On Friday, the final day of the conference, Thunberg was scheduled to join a strike by Swiss schoolchildren at Davos, The Guardian reports. Last Wednesday evening, she and a group of climate scientists camped on a mountain slope in -18°C temperatures.
“As she travelled down Davos’s funicular railway from the Arctic Base Camp—while more than 30,000 students were striking in Belgium—Thunberg said the rapid growth of her movement was ‘incredible’,” The Guardian states.
“There have been climate strikes, involving students and also adults, on every continent except Antarctica. It has involved tens of thousands of children,” Thunberg said. Her weekly school strike at the Swedish parliament, which began as a solo effort, now brings together hundreds of people.
“This Friday I can’t be there,” she told The Guardian’s Damian Carrington. “So I will have to do it here in Davos and send a message that this is the only thing that matters.”

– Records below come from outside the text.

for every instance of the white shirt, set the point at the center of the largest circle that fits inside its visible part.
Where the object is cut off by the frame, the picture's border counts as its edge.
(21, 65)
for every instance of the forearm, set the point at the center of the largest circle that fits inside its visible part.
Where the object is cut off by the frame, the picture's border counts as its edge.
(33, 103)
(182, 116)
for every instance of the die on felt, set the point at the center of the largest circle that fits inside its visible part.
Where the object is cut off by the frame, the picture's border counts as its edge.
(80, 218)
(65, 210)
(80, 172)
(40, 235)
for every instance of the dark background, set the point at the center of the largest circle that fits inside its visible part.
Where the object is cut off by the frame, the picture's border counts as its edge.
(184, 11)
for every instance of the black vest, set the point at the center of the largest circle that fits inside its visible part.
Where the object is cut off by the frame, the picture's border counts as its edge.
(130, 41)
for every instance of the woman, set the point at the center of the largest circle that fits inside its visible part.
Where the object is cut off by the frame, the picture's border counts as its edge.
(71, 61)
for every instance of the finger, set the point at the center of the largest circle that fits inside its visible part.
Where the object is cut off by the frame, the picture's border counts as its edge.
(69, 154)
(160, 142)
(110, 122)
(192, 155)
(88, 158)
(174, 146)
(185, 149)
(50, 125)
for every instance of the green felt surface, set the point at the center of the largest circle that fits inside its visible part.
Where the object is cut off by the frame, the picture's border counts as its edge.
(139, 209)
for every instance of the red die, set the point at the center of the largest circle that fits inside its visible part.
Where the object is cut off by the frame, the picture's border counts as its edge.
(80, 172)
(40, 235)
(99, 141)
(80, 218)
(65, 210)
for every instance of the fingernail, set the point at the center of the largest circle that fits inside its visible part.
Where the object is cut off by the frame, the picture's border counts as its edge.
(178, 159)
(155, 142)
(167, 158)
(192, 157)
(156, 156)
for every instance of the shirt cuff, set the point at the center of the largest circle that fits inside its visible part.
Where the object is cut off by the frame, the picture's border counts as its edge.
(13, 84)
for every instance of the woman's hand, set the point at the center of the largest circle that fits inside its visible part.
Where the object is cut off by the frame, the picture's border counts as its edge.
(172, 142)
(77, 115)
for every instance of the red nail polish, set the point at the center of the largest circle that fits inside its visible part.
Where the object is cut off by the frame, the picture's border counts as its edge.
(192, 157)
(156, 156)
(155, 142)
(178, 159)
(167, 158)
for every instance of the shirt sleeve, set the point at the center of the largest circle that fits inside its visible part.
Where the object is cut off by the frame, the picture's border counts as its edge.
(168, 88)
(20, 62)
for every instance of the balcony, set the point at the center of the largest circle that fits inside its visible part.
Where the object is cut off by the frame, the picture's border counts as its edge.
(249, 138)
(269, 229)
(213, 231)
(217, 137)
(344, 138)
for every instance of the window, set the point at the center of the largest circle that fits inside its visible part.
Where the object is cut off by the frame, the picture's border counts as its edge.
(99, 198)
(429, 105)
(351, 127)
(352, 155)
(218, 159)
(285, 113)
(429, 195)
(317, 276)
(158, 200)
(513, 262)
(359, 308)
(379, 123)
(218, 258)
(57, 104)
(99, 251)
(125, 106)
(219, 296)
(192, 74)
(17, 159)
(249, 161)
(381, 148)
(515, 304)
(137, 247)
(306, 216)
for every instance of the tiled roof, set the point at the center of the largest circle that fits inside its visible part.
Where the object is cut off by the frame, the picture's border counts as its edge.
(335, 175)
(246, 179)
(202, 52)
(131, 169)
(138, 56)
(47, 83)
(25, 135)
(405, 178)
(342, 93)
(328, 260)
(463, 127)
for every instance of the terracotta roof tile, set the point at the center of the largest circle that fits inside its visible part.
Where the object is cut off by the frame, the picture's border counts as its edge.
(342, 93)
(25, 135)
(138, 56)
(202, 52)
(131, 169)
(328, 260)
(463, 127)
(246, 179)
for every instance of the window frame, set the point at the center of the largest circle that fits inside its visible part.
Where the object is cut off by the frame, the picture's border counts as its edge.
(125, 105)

Carrington writes that “missing gym class, geography, and religion each Friday is something of a sacrifice for Thunberg, who says she loves school and can’t pick a favourite subject.” Her climate work has also forced her to give up her hobbies, from theatre, song, and dance to horseback riding. But she said the work is more important, adding that parents should be supportive if their children want to join the Friday strike.
“Everyone keeps saying that the young people should be more active, and they’re so lazy, but once we do something we get criticized,” she said.
“We need to hold the older generations accountable for the mess they have created, and expect us to live with. It is not fair that we have to pay for what they have caused.”
Thunberg, who has been diagnosed with Asperger’s, told Carrington the condition helps her see the climate crisis more clearly.
“My brain works a bit different and so I see things in black and white,” she said. “Either we start a chain reaction with events beyond our control, or we don’t. Either we stop the emissions or we don’t. There are no grey areas when it comes to survival.”